Despite what his critics might claim, British broadcasting does not have sufficient comparable presenting talent to turn its back on Jonathan Ross. The presenter's alma mater, Channel 4, as it throws off the mantle of Big Brother, is understandably nervous of making Ross the standard bearer for its new era. That doesn't mean he won't be part of its plans. He has recently filmed A Comedy Roast, a new Channel 4 show hosted by Jimmy Carr and to be screened next month. And if Channel 4 waits a little longer, and the £6m-a-year man's options remain limited, it might get itself an unexpected bargain.
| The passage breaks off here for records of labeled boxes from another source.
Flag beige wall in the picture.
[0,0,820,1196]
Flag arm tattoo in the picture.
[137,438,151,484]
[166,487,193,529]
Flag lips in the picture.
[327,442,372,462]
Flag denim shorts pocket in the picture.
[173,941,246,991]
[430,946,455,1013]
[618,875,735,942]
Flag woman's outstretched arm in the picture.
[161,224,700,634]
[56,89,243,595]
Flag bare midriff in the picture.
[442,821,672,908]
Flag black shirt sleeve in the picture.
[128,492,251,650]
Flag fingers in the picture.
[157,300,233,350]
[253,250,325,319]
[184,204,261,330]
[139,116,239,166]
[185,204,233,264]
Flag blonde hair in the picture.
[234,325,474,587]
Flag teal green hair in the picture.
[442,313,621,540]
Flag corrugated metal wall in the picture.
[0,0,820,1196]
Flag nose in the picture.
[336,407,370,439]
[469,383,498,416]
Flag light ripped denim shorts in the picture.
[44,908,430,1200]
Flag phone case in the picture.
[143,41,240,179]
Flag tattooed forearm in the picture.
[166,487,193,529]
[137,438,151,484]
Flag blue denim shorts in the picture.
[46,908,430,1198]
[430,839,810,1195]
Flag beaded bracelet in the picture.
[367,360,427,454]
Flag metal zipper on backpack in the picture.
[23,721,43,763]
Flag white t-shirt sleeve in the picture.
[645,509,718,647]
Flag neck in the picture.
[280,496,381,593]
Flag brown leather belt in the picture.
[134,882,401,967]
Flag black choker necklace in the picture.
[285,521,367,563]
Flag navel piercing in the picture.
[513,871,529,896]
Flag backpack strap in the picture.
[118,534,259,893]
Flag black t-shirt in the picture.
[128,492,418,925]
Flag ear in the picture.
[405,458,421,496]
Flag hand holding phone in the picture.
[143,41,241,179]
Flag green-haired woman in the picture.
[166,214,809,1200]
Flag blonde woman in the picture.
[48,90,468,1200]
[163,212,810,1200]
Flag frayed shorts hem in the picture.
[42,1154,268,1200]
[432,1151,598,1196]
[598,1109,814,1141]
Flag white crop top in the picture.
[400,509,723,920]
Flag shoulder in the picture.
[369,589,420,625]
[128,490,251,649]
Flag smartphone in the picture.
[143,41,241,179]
TV trailblazers: The big earners

*Michael Aspel

Became the highest-paid broadcaster in the late 1980s when he signed a £1m contract with the BBC to present This Is Your Life. A former tea boy, he fronted chat show Aspel and Company and the Antiques Roadshow, and was recognised with an OBE in 1993.

*Chris Evans

The loudmouth of TV and radio who resigned on air from Radio 1 and was sacked from Virgin Radio for failing to turn up after a bender, Evans became the country's wealthiest entertainer when he sold his Ginger Media Group for £35.5m in 2000. Now on Radio 2.

*Jeremy Paxman

Paxo is said to pocket £1m a year with Newsnight and University Challenge. Made headlines when a Sunday paper claimed he charges up to £25,000 an hour for speaking engagements.

*David Letterman

Said to earn $45m a year for his Late Show with Letterman. The host foiled a blackmail plot by a producer who threatened to expose his affairs with women working on the show, confessing on air with typical deadpan humour.

*Oprah Winfrey

The doyenne of television chat Oprah Winfrey is reportedly the richest woman in entertainment, earning $275m last year. The US host has gone from her chat show to an empire of a production company, magazines, books, a website and a radio station, and is launching a TV channel.